A reportagem sobre aposentadoria sugere iniciar o ''pé-de-meia'' vendendo um carro de R$ 20 mil, ou, melhor ainda, um de R$ 46 mil.
Como escrevi aos jornalistas na crítica interna, suponho que uma parcela significativa dos leitores da Folha não tenha condições de realizar tal investimento inicial.
Em "Está na hora de aplicar nos hedge-funds'', explicação acima do título diz que esse tipo de investimento, caracterizado por atuação em vários mercados ao mesmo tempo, está se tornando ''popular''.
Perdida no meio do texto, a ressalva: "a aplicação inicial mínima é de R$ 10 mil''.
O Folhainvest nasceu de uma percepção acertada do jornal. Antes da estabilização da moeda, a orientação financeira basicamente sugeria formas de proteger o dinheiro do dragão inflacionário.
O quadro hoje é mais complexo, e o leitor busca orientação para expandir seus recursos e planejar o futuro.
O caderno vai ao encontro dessa necessidade. Tem sido bem recebido no levantamento diário que a Folha realiza junto aos assinantes.
O que não impede a ombudsman de considerar que, para bem servir o leitor, o Folhainvest precisa de ajustes.
O mais urgente deles é a sinalização clara dos riscos envolvidos nos investimentos que o caderno recomenda.
''Toda vez que falamos de uma aplicação, esclarecemos seu risco'', afirma a editora Mara Luquet, 32.
Não com a visibilidade devida. Se o jornal incentiva o leitor a ''multiplicar seu dinheiro no pregão'', tem a responsabilidade de dizer também, com todas as letras e muito destaque na página, que existe a chance de ele perder tudo.
Não se pode ser menos enfático do que isso se estão em jogo as economias do leitor.
Em segundo lugar, o Folhainvest tem de definir para quem está falando. Os muito ricos não precisam do caderno para decidir onde aplicar seu dinheiro. Decerto têm alguém sendo pago para isso.
Ao mesmo tempo, há muitos leitores que não dispõem de R$ 46 mil, e nem podem vender o carro, mas gostariam de preparar a aposentadoria.
Que não têm bala na agulha para ir aos ''hedge-funds'', mas procuram uma orientação mais independente que a das instituições interessadas em lhes vender seus produtos.
Há ainda um terceiro aspecto a ser trabalhado.

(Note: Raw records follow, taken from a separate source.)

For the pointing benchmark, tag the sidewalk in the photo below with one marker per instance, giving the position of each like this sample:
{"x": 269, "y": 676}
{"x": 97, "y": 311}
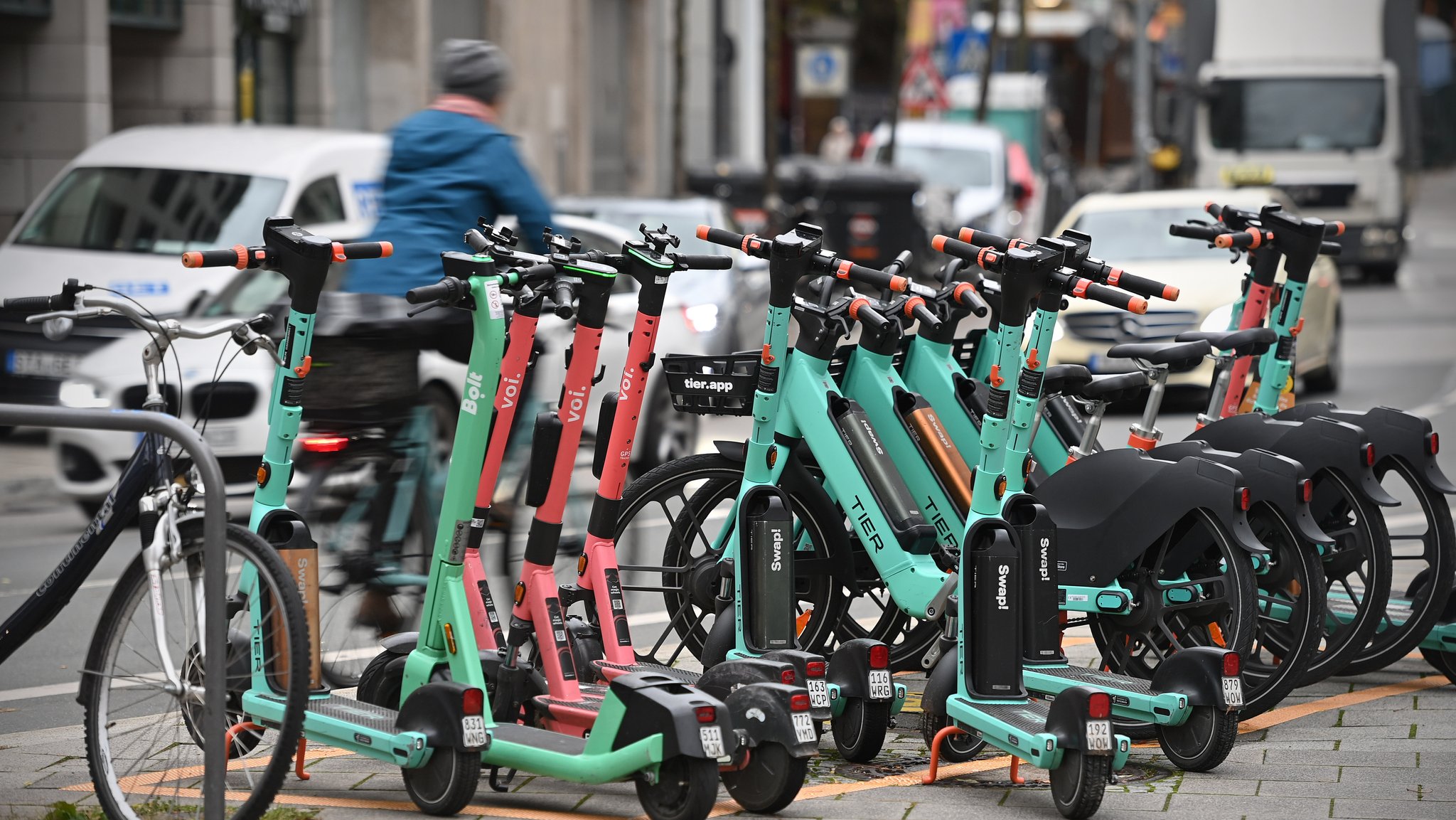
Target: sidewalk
{"x": 1378, "y": 746}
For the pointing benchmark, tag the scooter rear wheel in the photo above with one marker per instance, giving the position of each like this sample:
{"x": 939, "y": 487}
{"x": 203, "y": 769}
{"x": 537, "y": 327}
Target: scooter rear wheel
{"x": 769, "y": 781}
{"x": 1079, "y": 782}
{"x": 860, "y": 730}
{"x": 954, "y": 749}
{"x": 446, "y": 782}
{"x": 686, "y": 790}
{"x": 1201, "y": 742}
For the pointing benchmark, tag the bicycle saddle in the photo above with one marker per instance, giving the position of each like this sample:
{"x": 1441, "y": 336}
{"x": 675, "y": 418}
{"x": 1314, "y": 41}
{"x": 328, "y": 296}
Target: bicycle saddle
{"x": 1239, "y": 343}
{"x": 1065, "y": 379}
{"x": 1125, "y": 386}
{"x": 1178, "y": 357}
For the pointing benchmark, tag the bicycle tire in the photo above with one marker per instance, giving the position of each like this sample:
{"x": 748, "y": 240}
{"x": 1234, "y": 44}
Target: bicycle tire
{"x": 696, "y": 587}
{"x": 104, "y": 727}
{"x": 1439, "y": 551}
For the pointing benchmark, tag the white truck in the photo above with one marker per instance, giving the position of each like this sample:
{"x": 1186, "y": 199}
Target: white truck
{"x": 1318, "y": 98}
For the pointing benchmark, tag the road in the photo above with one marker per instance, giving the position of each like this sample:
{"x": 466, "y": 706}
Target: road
{"x": 1400, "y": 350}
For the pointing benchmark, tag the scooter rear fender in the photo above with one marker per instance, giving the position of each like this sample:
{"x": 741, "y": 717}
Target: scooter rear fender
{"x": 1392, "y": 432}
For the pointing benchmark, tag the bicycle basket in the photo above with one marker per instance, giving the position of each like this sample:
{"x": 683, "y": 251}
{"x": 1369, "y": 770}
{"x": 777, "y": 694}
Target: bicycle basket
{"x": 712, "y": 385}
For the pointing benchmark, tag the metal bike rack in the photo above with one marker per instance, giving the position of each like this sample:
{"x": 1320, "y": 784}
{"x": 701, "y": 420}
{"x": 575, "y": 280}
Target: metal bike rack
{"x": 215, "y": 535}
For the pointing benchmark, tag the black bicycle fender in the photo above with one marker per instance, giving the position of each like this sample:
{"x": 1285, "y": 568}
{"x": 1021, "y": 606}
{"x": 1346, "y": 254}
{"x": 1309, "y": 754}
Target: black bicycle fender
{"x": 1392, "y": 432}
{"x": 434, "y": 710}
{"x": 1271, "y": 478}
{"x": 1196, "y": 672}
{"x": 765, "y": 713}
{"x": 665, "y": 707}
{"x": 1318, "y": 443}
{"x": 1068, "y": 717}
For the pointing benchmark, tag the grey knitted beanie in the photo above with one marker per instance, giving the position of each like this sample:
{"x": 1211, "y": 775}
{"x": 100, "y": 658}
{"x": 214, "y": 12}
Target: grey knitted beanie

Apesar de esforços localizados, a preocupação com o didatismo ainda não está disseminada no novo caderno.
"Esperava que ele fosse atender tanto a quem não entende nada do assunto quanto a quem tem mais conhecimento'', reclamou um leitor.
Não vale alegar que o assunto é árido.
Entre outras coisas, foi para tornar o universo das finanças compreensível para não-iniciados que surgiu o Folhainvest.
Em meio ao entusiasmo apostador de analistas e consultores, talvez não faça mal ao leitor levar em consideração o que disse o leigo Ronaldinho, que, afinal de contas, está melhor de finanças do que os jornalistas ou o especialista que lhe criticou a cautela: ''Prefiro ganhar menos a correr riscos'', declarou o jogador à Folha.